What do you (as an instructor) hope to learn from your research?

My assumption is that this reflective process helps students to accept responsibility for their writing process and the product of it—the essay.  Instead of simply writing the essay and handing it to me so I can tell them how they did (in effect handing the sole responsibility for the grade over to me), they take some responsibility for the grade.  For example, if their reflection indicates they procrastinated on writing the paper, they see that that was probably not an effective way to ensure a good grade.    If their reflection shows they did all the prewriting assignments I asked them to do, they see that they have increased the possibility of a good grade.  Without the reflective process, they tend not to see the part they played in the grade they receive.   As Mandy Grantz states in her article, “Locus of Control and Its Impact on Education,”  “Students who believe that their successes and failures are due to outside controls, such as luck or fate, have an external locus of control and tend not to succeed.  I believe this assignment contributes to an internal locus of control.  
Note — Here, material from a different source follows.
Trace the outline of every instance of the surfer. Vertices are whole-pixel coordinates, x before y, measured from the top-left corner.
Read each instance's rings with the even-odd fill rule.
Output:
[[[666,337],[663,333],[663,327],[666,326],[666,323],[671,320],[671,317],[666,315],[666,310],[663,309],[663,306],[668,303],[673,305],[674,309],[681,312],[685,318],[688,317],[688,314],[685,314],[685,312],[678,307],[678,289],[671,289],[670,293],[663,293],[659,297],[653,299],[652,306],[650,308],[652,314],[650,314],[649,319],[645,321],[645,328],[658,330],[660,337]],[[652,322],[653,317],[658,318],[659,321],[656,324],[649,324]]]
The Writer’s Memo also helps students find a lesson in the paper-writing experience.  If they have done the paper assignment conscientiously, writing the memo will most likely make them feel good about the commitment to their education they have demonstrated.  If they haven’t, writing the memo is likely to make them aware of that.   It gives them the experience of analyzing their behaviors, thus increasing “their capacity for self-regulation . . . generating motivation from within.”  Instead of my telling them what they should or shouldn’t have done, they will have reflected and figured it out for themselves.  I believe this assignment affords students an opportunity to learn a lesson about responsibility and commitment that extends beyond the immediate assignment.  

Finally, the Writer’s Memo affords shy students an opportunity to communicate with their instructor in a non-threatening, non face-to-face situation.  Writing me about their strengths, weaknesses, and problems, and asking me for feedback helps “build a mutually supportive relationship that will assist them in pursuing their goals.”

So, that is what I hope to learn.  Have students who used the Writer’s Memo changed their writing process after reflecting on it and its success or failure in producing a good paper?